Credit where credit is due: The #NeverTrump Republicans never give up, despite repeated failures. They have the resiliency of Wile E. Coyote, picking themselves up after each failed plot backfires and redoubling their efforts to destroy their foe with ill-conceived plans. Over the last six months, they were unable to dislodge Trump from frontrunner status, unable to prevent him from winning enough delegates to become the presumptive nominee, unable to find anyone (even the obscure pundit David French) willing to run as an independent candidate for the conservative cause. After failure upon failure, #NeverTrump has one more cockamamie scheme: Get the Republican National Committee to change the rules at the convention, “unbinding” delegates so that they can vote for another candidate and deny Trump the nomination.
For #NeverTrump advocates, a last-ditch coup became all the more pressing after Trump’s racist attack on Judge Gonzalo Curiel showed that he won’t moderate himself for the general election, but will press on with the sort of incendiary language that plays better with Republican voters than the national electorate. Chatter about a convention coup is being spurred by Republican officials like A.J. Spiker, former Iowa Republican Party Chairman, and pundits like Erick Erickson and Hugh Hewitt. “I want to support the nominee of the party, but I think the party ought to change the nominee,” Hewitt said yesterday on his widely syndicated radio show. “Because we’re going to get killed with this nominee.”
As Spiker told BuzzFeed yesterday, “There’s a long history in the Republican Party of delegates voting their conscience.
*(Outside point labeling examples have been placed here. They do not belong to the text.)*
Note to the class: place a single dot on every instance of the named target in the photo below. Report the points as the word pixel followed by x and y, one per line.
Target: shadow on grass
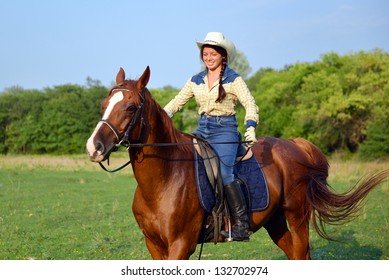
pixel 347 248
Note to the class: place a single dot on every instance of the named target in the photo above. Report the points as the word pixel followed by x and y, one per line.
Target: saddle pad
pixel 256 194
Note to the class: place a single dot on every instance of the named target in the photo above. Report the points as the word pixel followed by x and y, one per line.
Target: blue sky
pixel 49 43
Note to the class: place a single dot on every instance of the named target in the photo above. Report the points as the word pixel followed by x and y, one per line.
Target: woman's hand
pixel 250 136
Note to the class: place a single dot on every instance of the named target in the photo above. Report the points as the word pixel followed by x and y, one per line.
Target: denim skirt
pixel 221 129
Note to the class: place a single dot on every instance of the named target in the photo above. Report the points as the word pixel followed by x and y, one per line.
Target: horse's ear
pixel 120 77
pixel 144 79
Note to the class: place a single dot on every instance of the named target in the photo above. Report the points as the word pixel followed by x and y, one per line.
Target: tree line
pixel 340 103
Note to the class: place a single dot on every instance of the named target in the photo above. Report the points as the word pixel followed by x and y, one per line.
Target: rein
pixel 137 145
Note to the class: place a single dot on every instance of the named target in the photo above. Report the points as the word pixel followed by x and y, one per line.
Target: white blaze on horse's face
pixel 96 152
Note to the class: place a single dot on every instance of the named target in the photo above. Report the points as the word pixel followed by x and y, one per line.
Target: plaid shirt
pixel 235 88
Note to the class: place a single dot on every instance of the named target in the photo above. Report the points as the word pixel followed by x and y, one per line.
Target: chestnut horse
pixel 166 204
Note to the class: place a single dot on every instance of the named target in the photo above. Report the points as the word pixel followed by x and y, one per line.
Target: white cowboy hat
pixel 217 39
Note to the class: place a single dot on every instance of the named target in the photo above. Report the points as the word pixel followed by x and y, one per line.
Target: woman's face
pixel 212 59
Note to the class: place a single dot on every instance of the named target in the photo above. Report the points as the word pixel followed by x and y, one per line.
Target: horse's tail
pixel 325 206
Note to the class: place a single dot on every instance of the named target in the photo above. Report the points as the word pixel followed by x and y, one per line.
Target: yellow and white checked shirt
pixel 235 88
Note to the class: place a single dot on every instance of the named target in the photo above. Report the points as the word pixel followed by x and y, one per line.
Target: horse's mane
pixel 168 124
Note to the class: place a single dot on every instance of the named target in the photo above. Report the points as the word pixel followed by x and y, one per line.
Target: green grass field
pixel 62 208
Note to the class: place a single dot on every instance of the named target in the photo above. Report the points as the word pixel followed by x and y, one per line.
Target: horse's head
pixel 122 111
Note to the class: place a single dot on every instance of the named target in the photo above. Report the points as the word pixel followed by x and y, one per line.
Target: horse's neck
pixel 159 160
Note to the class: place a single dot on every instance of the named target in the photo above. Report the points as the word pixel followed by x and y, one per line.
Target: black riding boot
pixel 238 210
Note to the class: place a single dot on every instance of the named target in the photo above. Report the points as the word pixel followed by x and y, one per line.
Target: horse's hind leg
pixel 279 233
pixel 299 230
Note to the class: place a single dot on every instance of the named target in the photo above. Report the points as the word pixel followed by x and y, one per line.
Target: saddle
pixel 210 188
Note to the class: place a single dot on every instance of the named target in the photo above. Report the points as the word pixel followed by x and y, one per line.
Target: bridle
pixel 124 139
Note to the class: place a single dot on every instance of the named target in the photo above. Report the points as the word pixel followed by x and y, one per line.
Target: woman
pixel 217 90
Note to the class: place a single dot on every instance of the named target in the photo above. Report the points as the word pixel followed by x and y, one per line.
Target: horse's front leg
pixel 157 252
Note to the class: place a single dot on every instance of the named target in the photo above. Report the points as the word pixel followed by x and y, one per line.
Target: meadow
pixel 66 208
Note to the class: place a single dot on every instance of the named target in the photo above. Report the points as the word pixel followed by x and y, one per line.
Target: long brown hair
pixel 223 53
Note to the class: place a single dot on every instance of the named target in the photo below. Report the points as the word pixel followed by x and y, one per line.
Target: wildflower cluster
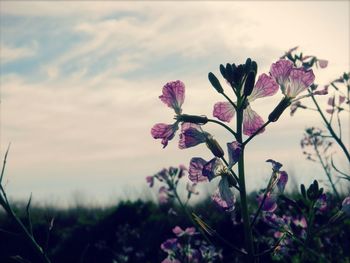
pixel 227 168
pixel 187 247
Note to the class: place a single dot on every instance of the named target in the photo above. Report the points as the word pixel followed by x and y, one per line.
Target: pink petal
pixel 234 150
pixel 224 111
pixel 195 170
pixel 331 101
pixel 265 86
pixel 251 122
pixel 322 63
pixel 341 99
pixel 174 95
pixel 280 71
pixel 164 131
pixel 299 80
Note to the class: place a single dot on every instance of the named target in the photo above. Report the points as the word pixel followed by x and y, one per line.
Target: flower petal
pixel 322 63
pixel 282 181
pixel 280 71
pixel 234 150
pixel 223 196
pixel 191 135
pixel 211 168
pixel 174 95
pixel 164 131
pixel 224 111
pixel 265 86
pixel 195 170
pixel 251 122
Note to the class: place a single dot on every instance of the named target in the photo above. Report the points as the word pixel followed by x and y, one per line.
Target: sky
pixel 80 83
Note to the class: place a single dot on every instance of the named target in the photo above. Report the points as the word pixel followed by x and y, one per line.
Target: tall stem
pixel 243 194
pixel 330 129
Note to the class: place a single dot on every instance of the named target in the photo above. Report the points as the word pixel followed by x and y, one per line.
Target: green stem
pixel 326 170
pixel 330 129
pixel 225 126
pixel 244 206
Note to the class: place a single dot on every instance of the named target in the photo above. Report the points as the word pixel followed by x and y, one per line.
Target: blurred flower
pixel 292 80
pixel 346 206
pixel 163 131
pixel 179 232
pixel 163 195
pixel 150 180
pixel 191 188
pixel 264 87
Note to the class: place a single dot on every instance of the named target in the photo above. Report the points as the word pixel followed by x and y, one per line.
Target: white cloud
pixel 10 54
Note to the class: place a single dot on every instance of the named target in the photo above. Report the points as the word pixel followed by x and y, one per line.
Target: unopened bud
pixel 192 119
pixel 214 147
pixel 277 112
pixel 215 82
pixel 249 84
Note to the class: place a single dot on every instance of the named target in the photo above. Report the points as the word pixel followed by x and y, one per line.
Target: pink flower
pixel 322 63
pixel 150 180
pixel 234 151
pixel 179 232
pixel 174 95
pixel 163 195
pixel 191 135
pixel 346 206
pixel 292 80
pixel 191 188
pixel 224 111
pixel 163 131
pixel 195 173
pixel 223 196
pixel 270 204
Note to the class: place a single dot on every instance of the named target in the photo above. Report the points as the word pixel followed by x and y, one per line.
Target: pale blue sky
pixel 80 83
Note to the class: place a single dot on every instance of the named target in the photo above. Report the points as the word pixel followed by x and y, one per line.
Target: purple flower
pixel 164 131
pixel 174 95
pixel 282 181
pixel 163 195
pixel 169 245
pixel 191 135
pixel 179 232
pixel 223 196
pixel 270 204
pixel 150 180
pixel 195 170
pixel 321 203
pixel 280 71
pixel 191 188
pixel 224 111
pixel 322 63
pixel 300 221
pixel 346 206
pixel 212 168
pixel 292 80
pixel 234 151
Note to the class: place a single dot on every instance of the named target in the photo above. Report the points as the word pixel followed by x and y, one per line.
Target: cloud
pixel 10 54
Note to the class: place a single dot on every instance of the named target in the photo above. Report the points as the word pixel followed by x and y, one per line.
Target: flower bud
pixel 214 147
pixel 215 82
pixel 249 84
pixel 223 71
pixel 277 112
pixel 192 119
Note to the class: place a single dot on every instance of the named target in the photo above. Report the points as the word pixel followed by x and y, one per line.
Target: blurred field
pixel 133 232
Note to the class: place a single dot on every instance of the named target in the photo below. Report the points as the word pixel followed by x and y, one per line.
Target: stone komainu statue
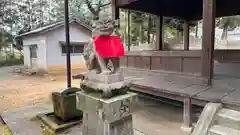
pixel 95 62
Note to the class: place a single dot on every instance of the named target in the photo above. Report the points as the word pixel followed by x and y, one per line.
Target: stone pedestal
pixel 64 104
pixel 106 116
pixel 108 85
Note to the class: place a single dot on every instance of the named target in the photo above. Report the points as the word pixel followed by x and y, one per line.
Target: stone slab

There is a path for the party to go in a different direction than Trump. The delegates are the ultimate authority of the Republican Party.”
Theoretically, it’s possible: The RNC’s 112-member rules committee could vote to let “bound” delegates—who are supposed to cast votes reflecting their states’ primary results—go free. But in practical terms, it’s ludicrous—and would guarantee that Republicans suffer catastrophic losses in November.
This scheme has the same fatal flaw that undid all earlier #NeverTrump strategies: It completely ignores the preferences of Republican voters. The GOP elite might be worried about how Trump’s racist smear looks, and fretful about all the other blow-ups to come, but there is no indication that Republican voters share this concern. According to a YouGov Poll, 65 percent of Republicans think Trump’s remarks were not racist, as against 22 percent who say they were. (Republican opinion is at odds with the nation at large: More than half the public, and 81 percent of Democrats, found the remarks to be racist.)
What’s true of the Curiel controversy is true of all debates around Trump: The Republican base likes Donald Trump and generally agrees with what he says. For the party elite to get rid of Trump now would shatter the party, doing even more damage to its chances in November than having Trump as its standard-bearer.
To pull off a convention coup now means alienating not just everyone who voted for Trump—a strong plurality of Republican primary voters—but also the majority that is ready to line up behind him. A coup would put into stark relief the contrast between the Republican elite and the base. Trump would be able to fashion a potent (and accurate) stabbed-in-the-back narrative that would tear the party apart and unleash furies of recrimination that would last for years. And when Hillary Clinton won the presidency in the fall, as she almost inevitably would if facing a sundered Republican Party, Trump and his supporters would be able to lay all the blame on the elite coup-plotters.
Moreover, a coup would be much worse for Republican down-ticket races than running unified under Trump. In the event of a coup, every Republican in a congressional and Senate race would be forced to declare their loyalty: Do they support Trump or the replacement candidate? Whatever answer is given will anger a sizable percentage of voters, putting every race in risk.
The #NeverTrump movement has failed again and again because it refuses to deal with the root of the party’s problem: It’s not Trump, it’s Republican voters. In the short-term, there is nothing the GOP elite can do to stop Trump’s nomination. Fantasy scenarios aside, they are stuck with him till the election. In the long-term, if they want to stop future Trump-like candidates from rising, they have to fundamentally shift the party’s approach to race. Trump didn’t emerge from an immaculate conception, after all. His rise is the culmination of a half-century of racist politicking that started with the Goldwater campaign of 1964 and became codified under the Southern Strategy. Only by confronting and exorcising that racism can the GOP become a multiracial party, as the Democrats already are, and avoid the next Trump.